The Stoxx 600 ended unchanged today after closing yesterday at the lowest level of the year. The index tumbled 3.8 percent in four days, the most since a 4.4 percent slump in July.
Debenhams Plc rallied the most in more than five months after the U.K.’s second-biggest department-store chain gained market share in the first half. Syngenta AG advanced 3 percent as the chemical company’s Brazilian operations boosted revenue. Nokia Oyj tumbled 8.3 percent after the mobile-phone maker posted results that disappointed investors.
GlaxoSmithKline Plc climbed 3.2 percent to the highest in 11 years after advisers to the U.S. Food and Drug Administration recommended that experimental treatment Breo Ellipta be approved to treat a lung disorder.
Spain’s 10-year bond yield dropped one basis point to 4.67 percent, paring a drop of as much as eight points, and Italy’s added one point to 4.26 percent.
Spain sold 2023 bonds at an average yield of 4.612 percent, the least since September 2010. France raised 7.91 billion euros in a debt sale, with the yield on five-year notes falling to a record low auction rate of 0.73 percent.
The MSCI Emerging Markets Index declined 0.4 percent. South Korea’s Kospi index sank 1.2 percent as LG Display Co. tumbled 4.8 percent, the most in four months, after audio-chip maker Cirrus Logic Inc. reported an inventory glut that suggests iPhone sales may fall short of estimates. Hon Hai Precision Industry Co., which assembles Apple Inc.’s iPhone, dropped 1.3 percent in Taipei to the lowest level since Aug. 3.

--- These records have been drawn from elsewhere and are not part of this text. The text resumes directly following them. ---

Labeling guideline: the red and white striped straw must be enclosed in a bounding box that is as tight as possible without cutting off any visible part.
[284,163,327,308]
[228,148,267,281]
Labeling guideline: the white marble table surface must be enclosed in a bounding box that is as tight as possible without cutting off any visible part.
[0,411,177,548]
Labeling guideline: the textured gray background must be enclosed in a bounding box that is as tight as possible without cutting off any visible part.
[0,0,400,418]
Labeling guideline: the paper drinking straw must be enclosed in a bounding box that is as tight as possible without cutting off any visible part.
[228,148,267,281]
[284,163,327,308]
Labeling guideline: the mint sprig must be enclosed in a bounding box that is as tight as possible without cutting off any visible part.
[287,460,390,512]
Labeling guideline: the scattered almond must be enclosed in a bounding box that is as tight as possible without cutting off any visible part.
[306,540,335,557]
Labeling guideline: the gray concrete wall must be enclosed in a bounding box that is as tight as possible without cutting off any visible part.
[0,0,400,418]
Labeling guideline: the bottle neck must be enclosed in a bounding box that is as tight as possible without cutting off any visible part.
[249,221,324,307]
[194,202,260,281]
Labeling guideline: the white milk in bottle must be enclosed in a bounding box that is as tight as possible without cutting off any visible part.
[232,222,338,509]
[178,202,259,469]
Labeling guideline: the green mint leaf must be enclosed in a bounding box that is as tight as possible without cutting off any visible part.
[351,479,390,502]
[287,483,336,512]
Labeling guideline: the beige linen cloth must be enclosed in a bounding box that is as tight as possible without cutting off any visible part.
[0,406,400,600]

Russia’s Micex Index was little changed while Brazil’s Bovespa rallied 0.5 percent Gol Linhas Aereas Inteligentes SA jumped almost 11 percent.
Oil for May delivery rose 1.2 percent to $87.73 a barrel in New York amid a weaker dollar and signals that recent declines were exaggerated. The 14-day relative-strength index for oil slid to 29.9 yesterday, a sign prices may have fallen too far.
Gold for immediate delivery advanced for a third day after the biggest plunge in three decades. The S&P GSCI gauge of 24 commodities climbed 0.8 percent as natural gas, coffee and heating oil also added more than 2 percent. European Union emission permits rebounded 12 percent after tumbling 42 percent the previous two days.
The gain in gold came amid signs that demand is rebounding among consumers and investors. The China Gold Association said that retail sales soared on April 15 and April 16, and the All India Gems & Jewellery Trade Federation said that demand climbed to the highest this year.
Gold’s price peak in 2011 probably signals the end of China, emerging economies and commodities leading the financial markets, according to Bank of America Merrill Lynch.
The precious metal, which rose to an all-time high of $1,921.15 an ounce in London trading on Sept. 6, 2011, has slumped 17 percent this year. In 1980, a peak in gold prices preceded by several quarters the end to a bear market for bonds and a peak in inflation and oil prices, the bank’s investment strategists led by Michael Hartnett wrote in a report today.